Joyce made her debut as Jane in Tarzan and the Amazons (1945), in which a group of archaeologists want Tarzan to guide them to a hidden valley. Joyce then supported Lon Chaney Jnr in two of Universal's thrillers in their Inner Sanctum mystery series, Strange Confession and Pillow of Death (both 1945) before playing Jane again in one of the best of the Tarzan series, Tarzan and the Leopard Woman (1946); said Variety, "There isn't a dull moment in it."
Tarzan and the Huntress (1947), in which Patricia Morison played an animal trainer seeking beasts for a zoo, was also judged superior, but Tarzan and the Mermaids (1948) was overly ambitious and was the last Tarzan movie to feature Weissmuller, who was getting older and heavier.
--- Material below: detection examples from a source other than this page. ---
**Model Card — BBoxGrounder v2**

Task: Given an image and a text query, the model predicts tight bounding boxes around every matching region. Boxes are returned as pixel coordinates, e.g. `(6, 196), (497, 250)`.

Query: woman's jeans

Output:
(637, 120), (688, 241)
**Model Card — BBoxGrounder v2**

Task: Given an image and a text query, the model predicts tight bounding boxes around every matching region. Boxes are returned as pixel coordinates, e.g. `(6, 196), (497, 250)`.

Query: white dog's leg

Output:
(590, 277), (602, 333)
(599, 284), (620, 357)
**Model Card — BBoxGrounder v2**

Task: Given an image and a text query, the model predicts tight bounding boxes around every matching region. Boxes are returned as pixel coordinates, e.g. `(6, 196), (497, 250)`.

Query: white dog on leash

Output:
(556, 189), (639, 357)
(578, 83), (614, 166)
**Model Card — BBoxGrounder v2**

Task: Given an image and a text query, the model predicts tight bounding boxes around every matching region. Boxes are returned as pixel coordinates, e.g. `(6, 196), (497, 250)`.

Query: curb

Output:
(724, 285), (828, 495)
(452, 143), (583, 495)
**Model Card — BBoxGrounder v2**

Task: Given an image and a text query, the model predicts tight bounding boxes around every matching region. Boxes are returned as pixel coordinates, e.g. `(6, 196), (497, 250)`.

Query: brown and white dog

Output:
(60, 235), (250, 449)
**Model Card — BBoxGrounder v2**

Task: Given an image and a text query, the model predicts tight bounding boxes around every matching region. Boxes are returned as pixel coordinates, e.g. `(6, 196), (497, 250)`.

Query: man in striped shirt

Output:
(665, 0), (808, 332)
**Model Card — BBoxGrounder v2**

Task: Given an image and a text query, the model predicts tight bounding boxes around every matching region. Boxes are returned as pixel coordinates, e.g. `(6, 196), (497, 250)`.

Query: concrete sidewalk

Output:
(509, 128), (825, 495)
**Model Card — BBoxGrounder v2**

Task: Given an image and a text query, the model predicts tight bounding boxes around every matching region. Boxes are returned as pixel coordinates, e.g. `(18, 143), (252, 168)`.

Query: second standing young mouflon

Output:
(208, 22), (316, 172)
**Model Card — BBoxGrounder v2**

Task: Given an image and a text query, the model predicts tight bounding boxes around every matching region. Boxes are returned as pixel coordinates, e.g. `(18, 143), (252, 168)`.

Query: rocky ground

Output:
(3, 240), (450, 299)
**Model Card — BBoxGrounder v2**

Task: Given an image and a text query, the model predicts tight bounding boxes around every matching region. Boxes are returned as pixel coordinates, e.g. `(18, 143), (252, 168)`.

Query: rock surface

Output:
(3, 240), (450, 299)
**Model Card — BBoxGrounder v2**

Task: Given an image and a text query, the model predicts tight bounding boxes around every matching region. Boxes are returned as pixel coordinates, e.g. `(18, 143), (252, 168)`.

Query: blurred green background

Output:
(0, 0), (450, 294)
After parting from Lesser "by mutual agreement", Weissmuller was replaced by a tall, handsome contract player, Lex Barker, who was enthusiastic about Tarzan's progress. "I have more dialogue than my predecessors," he stated. "Two-syllable words, too. No more of the 'You Jane – me happy' stuff."
He and Joyce made an attractive couple in Barker's first Tarzan film, Tarzan's Magic Fountain (1949), in which Tarzan guides explorers to a hidden valley in which there is a fountain of youth, but it was the last to feature Joyce as Jane, and her final movie. Beset by personal problems and going through a painful divorce, she wanted more time to spend with her children, and stated that she would never act again, a vow she kept.
She worked for a decade for the Department of Immigration in Washington, briefly married for a second time, and in 1971 she appeared as herself in two episodes of the acclaimed children's television show on PBS, Mister Rogers' Neighborhood. She suffered from dementia for her last decade. For the rest of RKO's Tarzan series, Lesser cast a new Jane in every film, trying unsuccessfully to find an actress with the "elusive quality" possessed by O'Sullivan and Joyce.
Betty Graffino Leabo (Brenda Joyce), actress: born Kansas City, Missouri 25 February 1912; twice married (two daughters, one son); died Santa Monica, California 4 July 2009.